Lisa took a shaky breath. “Matt was my older brother. I just adored him. So did my younger brother, Gary. Matt was such a good person. I know everyone says that about their family, but in Matt’s case it was absolutely true. Matt used to bring home injured animals: birds, raccoons, an opossum once. My dad called him the bleeding heart.

”’Bring all the hurt animals home you want, just don’t vote Democrat’,” Lisa drawled in a deep, masculine voice.

Bette laughed.

“He probably would have voted Democrat,” Lisa murmured. “Shit, he could have voted for Scooby Doo for all I care. But he never made it to his eighteenth birthday.”

She tapped the ash of her cigarette into a lumpy clay dish painted in shades of purple and pink.
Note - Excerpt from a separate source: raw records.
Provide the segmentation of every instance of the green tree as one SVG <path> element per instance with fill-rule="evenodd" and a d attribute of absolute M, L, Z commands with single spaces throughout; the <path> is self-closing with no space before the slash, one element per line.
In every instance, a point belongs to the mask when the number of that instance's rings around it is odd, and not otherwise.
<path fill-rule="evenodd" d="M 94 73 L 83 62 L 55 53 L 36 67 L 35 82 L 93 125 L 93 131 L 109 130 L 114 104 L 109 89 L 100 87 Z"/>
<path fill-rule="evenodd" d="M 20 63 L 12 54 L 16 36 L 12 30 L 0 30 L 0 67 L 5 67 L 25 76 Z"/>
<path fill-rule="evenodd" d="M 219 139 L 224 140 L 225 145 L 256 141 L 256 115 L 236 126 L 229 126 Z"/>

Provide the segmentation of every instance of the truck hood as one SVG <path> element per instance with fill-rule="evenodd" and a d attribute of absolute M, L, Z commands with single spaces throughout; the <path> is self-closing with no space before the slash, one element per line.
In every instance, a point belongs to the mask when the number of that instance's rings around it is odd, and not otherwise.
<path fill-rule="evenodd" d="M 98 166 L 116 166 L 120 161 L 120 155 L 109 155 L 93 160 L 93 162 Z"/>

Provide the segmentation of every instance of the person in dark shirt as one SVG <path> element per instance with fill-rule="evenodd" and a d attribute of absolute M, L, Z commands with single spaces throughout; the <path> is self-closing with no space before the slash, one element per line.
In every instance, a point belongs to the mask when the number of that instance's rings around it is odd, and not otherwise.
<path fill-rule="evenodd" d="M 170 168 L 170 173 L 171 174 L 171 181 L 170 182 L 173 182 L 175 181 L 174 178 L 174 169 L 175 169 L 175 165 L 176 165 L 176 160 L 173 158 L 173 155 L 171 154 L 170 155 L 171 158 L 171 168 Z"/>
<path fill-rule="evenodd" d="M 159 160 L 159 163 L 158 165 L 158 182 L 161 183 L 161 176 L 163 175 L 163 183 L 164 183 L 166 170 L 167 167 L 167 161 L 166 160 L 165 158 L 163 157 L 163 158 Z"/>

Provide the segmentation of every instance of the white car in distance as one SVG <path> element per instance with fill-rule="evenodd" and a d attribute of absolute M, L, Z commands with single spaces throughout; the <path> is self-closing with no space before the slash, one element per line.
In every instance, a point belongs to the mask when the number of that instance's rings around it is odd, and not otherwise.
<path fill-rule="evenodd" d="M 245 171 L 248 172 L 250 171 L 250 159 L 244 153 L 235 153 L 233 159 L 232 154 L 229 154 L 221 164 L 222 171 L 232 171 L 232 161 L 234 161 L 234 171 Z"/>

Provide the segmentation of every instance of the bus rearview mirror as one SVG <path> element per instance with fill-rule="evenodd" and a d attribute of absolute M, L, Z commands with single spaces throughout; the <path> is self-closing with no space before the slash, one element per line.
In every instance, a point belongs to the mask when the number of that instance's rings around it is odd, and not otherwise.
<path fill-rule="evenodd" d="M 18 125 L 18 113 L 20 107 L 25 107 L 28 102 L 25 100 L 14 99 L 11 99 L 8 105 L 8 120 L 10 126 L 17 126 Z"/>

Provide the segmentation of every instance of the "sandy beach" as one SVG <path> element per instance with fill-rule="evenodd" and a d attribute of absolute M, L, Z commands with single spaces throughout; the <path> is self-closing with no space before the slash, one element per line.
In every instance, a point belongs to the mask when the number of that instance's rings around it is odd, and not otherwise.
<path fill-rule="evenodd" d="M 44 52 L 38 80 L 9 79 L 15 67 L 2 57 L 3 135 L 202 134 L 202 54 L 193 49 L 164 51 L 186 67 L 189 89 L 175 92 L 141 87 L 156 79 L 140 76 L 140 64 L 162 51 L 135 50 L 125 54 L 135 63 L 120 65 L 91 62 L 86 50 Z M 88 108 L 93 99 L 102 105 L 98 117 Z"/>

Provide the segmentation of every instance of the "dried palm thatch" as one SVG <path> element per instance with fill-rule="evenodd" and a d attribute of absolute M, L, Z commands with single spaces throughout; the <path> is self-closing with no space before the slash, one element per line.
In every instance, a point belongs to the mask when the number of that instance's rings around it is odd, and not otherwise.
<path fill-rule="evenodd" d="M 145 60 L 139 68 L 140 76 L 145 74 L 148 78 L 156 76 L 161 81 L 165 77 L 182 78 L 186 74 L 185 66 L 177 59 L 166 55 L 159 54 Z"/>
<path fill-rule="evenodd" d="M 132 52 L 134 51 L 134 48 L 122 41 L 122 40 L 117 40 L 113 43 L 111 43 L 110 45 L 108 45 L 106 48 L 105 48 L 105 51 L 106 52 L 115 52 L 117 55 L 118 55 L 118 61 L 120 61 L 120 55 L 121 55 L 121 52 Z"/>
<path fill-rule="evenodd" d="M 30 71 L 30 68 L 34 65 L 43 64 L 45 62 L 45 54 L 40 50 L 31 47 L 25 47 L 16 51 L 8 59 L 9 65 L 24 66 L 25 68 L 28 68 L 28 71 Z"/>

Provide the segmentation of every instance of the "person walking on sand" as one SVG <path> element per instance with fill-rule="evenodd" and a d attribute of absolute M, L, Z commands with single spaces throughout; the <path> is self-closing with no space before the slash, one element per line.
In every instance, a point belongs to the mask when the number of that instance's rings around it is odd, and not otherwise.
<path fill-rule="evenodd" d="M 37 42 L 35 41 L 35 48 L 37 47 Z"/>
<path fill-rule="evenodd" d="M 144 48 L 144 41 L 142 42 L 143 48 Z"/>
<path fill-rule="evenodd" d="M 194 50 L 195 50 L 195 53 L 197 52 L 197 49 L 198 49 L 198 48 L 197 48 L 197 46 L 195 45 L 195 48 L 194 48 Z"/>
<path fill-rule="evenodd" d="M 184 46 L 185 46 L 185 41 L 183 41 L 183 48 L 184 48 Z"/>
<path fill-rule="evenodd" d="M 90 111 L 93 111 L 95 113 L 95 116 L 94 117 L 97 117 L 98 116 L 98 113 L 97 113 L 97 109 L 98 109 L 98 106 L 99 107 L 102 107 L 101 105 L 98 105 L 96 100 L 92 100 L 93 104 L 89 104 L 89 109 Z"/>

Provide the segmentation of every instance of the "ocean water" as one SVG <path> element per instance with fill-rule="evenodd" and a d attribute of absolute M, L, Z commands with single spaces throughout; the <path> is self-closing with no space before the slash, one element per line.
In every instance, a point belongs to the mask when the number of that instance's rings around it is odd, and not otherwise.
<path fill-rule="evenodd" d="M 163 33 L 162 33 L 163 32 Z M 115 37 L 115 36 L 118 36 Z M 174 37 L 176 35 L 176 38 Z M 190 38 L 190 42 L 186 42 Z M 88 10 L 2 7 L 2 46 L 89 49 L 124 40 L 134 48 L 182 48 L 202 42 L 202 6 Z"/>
“My daughter made this.” The woman smiled. “She’s five and goes to this great pre-school. The owner has a kiln in her house, and once a month the kids get to make ashtrays or coffee mugs. It’s so sweet. Matt would have loved my little girl. I named her Matilda. If she’d been a boy, I would have named her Matt.”

“Lisa, what makes you think Greta killed Matt?”

Lisa looked out the window toward the wooden swing set in her backyard. A jumble of toys lay in the grass around the little play area.